The strengths of the trial are its randomized, multicenter design, which provides generalizable findings. It is also the largest RCT to date examining adjunctive rifampin in the treatment of staphylococcal PJI. There are several limitations to the study. First of all, the sample size is relatively small, but the 65 patients included doubles the numbers included in the previous trial. Recruitment rates were lower than expected at all participating sites, illustrating why conducting randomized clinical trials in clinical settings with few eligible patients is difficult. The study was stopped after enrolment of 99 patients, without knowledge of study outcome. A small sample size increases the risk of type II error and then often showing high intervention effects. In this study, there was an independent reason for stopping the trial, which may lower the risk of bias. One may argue that statistical power is a pre-study tool, and because our study ended due to slow inclusion rates, the actual results may be interpreted as they are, based on the 95% CIs [45]. The 95% CIs around our estimates of the difference between the groups were quite small. Secondly, gentamicin collagen sponges were placed in the wound before closure. This adds an additional antimicrobial agent to the equation and was performed according to the guidelines at the time of initiating the study. However, all patients received these sponges, and it is difficult to see how it could have affected the final outcome. Third, the type of antibiotics combined with rifampin seems to affect the outcome. Our results may therefore not be comparable with other rifampin combinations.

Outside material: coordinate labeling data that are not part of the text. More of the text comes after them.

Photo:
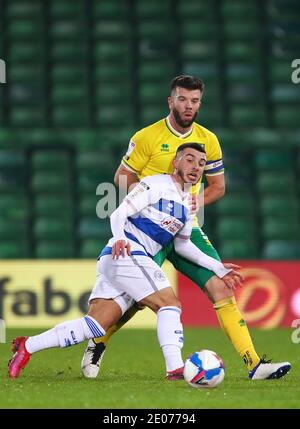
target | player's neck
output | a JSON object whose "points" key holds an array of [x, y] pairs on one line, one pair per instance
{"points": [[180, 184], [177, 127]]}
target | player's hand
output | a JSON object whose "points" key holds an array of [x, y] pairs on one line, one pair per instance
{"points": [[234, 278], [119, 247], [194, 203]]}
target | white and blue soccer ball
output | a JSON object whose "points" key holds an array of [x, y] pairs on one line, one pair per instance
{"points": [[204, 369]]}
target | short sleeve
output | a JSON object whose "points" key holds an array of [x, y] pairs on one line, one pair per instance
{"points": [[138, 153], [214, 164], [186, 231]]}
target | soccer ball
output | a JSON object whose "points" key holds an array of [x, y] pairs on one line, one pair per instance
{"points": [[204, 369]]}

In conclusion, our findings indicate that adding rifampin to cloxacillin or vancomycin treatment in patients with acute staphylococcal PJIs does not affect the cure rate of a DAIR procedure. Given the substantial risk of drug interactions and the risk of increasing bacterial resistance, we find that adjunctive rifampin provides no benefit over standard treatment. The results must however be cautiously interpreted due to a low number of patients, but the study still adds important knowledge to defining the benefit of rifampin.